I recall when Mississippi was the only state that had a lower PCPI than Utah, but beginning in 1992 we began to move up the income ladder. Now Utahns have more personal income that those in Montana, New Mexico, Oklahoma, Arkansas, Louisiana, Alabama and, of course, Ole Miss, which continues to have the nation's lowest PCPI at $20,993.
Within Utah, the discrepancy between the haves and have-nots is even more distinct, ranging from a low of $13,639 in San Juan County to $41,642 in Summit, where the well-heeled residents of Park City and environs create a pocket of prosperity found nowhere else in the state.
"I heard someone say that in Utah, all money and water flows to the Wasatch Front, and that seems to be true," said Alan E. Isaacson, the bureau research analyst who wrote the personal income report. Park City is the Wasatch Front's answer to Beverly Hills.

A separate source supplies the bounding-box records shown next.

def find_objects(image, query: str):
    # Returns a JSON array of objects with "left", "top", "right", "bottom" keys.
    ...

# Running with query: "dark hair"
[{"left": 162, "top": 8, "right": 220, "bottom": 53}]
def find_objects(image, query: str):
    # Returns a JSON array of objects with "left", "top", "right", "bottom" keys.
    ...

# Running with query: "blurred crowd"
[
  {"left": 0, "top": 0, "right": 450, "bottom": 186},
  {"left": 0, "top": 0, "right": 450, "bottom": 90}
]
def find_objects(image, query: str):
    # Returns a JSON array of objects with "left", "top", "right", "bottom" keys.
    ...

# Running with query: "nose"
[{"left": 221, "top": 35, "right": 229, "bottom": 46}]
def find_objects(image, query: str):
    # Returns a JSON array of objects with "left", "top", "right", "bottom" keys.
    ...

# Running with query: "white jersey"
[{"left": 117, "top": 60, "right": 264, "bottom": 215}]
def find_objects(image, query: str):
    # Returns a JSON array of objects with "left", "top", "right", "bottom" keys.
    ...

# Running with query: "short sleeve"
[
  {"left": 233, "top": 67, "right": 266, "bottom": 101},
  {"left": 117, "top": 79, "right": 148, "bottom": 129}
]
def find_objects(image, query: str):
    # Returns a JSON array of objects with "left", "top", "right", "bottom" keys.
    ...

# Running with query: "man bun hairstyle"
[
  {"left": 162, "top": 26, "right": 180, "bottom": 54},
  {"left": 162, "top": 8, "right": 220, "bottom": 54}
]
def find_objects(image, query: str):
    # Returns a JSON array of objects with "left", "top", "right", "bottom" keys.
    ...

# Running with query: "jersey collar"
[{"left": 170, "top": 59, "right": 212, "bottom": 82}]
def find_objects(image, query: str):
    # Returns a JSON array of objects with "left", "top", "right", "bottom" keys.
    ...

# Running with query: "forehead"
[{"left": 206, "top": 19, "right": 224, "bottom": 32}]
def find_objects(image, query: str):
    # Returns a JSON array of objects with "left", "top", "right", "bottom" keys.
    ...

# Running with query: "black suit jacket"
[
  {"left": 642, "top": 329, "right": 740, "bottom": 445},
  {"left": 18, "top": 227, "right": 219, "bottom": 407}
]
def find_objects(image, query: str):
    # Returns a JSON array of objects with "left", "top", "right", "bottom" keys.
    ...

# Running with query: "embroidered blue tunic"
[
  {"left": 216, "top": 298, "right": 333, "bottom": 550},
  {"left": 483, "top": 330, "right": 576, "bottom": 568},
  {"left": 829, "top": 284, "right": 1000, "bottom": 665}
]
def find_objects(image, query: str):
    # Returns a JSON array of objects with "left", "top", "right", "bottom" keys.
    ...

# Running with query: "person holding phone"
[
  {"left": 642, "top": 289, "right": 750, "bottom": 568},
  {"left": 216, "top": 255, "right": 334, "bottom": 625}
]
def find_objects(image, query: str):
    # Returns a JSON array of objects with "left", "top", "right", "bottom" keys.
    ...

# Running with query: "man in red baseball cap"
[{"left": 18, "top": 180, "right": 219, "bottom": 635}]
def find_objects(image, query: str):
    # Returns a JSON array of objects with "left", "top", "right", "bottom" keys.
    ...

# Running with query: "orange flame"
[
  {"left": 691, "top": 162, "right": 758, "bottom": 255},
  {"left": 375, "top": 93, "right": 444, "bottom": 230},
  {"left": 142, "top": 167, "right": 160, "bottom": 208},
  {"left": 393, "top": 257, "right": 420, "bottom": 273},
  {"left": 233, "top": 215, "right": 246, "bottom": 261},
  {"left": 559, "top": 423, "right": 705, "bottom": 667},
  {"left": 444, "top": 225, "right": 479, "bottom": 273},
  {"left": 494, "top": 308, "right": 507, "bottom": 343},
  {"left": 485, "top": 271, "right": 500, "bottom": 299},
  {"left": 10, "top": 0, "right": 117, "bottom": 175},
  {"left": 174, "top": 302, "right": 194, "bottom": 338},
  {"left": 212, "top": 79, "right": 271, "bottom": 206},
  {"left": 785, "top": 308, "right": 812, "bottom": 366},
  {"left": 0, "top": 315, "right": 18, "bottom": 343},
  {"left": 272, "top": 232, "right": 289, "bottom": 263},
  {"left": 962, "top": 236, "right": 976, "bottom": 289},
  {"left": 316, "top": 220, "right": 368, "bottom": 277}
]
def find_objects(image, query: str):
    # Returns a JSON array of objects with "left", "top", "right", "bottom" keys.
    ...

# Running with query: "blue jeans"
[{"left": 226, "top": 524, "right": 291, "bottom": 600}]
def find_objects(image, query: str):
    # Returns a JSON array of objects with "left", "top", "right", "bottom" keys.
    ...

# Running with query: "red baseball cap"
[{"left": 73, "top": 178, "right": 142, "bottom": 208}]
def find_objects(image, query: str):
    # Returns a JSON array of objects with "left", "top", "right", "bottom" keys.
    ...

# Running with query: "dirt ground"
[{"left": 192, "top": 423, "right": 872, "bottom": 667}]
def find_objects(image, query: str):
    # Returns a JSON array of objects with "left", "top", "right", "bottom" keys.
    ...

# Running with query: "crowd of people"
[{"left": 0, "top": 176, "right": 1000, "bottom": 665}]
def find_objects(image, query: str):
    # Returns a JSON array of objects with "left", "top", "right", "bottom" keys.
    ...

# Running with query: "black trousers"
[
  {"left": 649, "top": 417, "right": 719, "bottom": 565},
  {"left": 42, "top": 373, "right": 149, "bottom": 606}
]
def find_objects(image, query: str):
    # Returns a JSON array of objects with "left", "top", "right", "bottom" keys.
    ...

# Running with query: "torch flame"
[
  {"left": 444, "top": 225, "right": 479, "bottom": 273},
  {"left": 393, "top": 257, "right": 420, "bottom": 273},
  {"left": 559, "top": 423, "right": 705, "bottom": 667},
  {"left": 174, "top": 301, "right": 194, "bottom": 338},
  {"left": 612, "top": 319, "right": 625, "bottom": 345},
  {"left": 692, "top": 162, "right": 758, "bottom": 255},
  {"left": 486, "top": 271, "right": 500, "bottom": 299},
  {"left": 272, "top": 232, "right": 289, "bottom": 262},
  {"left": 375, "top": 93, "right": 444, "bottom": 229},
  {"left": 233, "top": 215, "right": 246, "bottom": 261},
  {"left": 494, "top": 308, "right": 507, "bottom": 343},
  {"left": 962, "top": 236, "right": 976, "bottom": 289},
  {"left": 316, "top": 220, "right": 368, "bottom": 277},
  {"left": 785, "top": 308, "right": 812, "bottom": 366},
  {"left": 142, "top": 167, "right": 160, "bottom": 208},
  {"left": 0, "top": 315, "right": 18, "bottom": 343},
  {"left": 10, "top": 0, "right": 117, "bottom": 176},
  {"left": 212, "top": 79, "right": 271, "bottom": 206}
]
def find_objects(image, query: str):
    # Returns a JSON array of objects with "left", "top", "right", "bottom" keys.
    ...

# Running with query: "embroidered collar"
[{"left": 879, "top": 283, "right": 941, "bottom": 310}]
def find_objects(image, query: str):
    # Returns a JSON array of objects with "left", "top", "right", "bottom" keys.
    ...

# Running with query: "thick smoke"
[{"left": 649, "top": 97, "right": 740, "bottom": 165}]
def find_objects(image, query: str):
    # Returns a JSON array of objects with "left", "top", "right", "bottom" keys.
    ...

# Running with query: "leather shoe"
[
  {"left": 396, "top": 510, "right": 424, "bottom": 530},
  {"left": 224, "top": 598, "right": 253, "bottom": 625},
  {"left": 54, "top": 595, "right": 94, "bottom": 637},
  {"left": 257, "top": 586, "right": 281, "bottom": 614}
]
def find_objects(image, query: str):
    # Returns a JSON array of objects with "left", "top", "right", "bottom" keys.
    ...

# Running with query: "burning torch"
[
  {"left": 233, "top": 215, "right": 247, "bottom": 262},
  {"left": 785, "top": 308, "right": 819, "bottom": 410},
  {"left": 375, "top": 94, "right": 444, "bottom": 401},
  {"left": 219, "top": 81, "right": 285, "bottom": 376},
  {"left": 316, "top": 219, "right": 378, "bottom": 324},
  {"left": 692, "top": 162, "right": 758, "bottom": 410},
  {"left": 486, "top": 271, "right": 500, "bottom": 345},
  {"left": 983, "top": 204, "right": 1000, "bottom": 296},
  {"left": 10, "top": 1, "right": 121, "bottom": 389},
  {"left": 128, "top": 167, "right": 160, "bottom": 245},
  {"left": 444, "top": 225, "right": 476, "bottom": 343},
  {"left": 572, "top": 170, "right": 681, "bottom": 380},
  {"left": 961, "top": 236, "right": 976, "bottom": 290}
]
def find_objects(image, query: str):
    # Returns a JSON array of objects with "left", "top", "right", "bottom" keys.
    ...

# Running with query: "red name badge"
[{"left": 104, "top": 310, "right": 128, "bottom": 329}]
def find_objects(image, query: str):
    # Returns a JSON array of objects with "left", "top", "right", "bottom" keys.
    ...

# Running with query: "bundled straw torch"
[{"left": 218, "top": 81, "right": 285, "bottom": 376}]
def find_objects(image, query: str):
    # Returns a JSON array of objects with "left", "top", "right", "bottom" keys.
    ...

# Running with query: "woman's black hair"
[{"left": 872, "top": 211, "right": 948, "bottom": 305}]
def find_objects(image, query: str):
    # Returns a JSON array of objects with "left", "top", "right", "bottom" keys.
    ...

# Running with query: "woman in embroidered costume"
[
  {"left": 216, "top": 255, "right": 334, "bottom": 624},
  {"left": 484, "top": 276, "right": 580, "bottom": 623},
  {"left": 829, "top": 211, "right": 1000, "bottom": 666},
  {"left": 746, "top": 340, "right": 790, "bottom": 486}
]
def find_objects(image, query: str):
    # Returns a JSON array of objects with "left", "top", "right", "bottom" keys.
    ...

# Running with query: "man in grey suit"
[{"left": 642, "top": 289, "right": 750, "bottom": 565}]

The second-highest PCPI in the state is found in Salt Lake County, but it's 34 percent below Summit at $27,350. Weber County is third at $23,160 and Wasatch County, which gets some of the spillover from Summit, is fourth at $22,643.
The numbers show that only two counties, Salt Lake and Summit, have per capita incomes greater than the state average, while the other 27 counties fall below the Utah average.
But if the per capita caveat is left out, it's no contest: Salt Lake County wins by a landslide, with total personal income of $23.25 billion in '99, accounting for nearly one-half of all personal income in Utah.
Utah County was a distant second at $6.52 billion, Davis was third at $5.41 billion and Weber fourth at $4.29 billion.
And Summit County with its Park City millionaires? In seventh place at $1.15 billion, proving once again that there is strength — and wealth — in numbers.
The BEBR study also puts paid to any lingering doubts that Utah has left its agrarian roots behind. Less than 1 percent of the state's total earnings come from farming.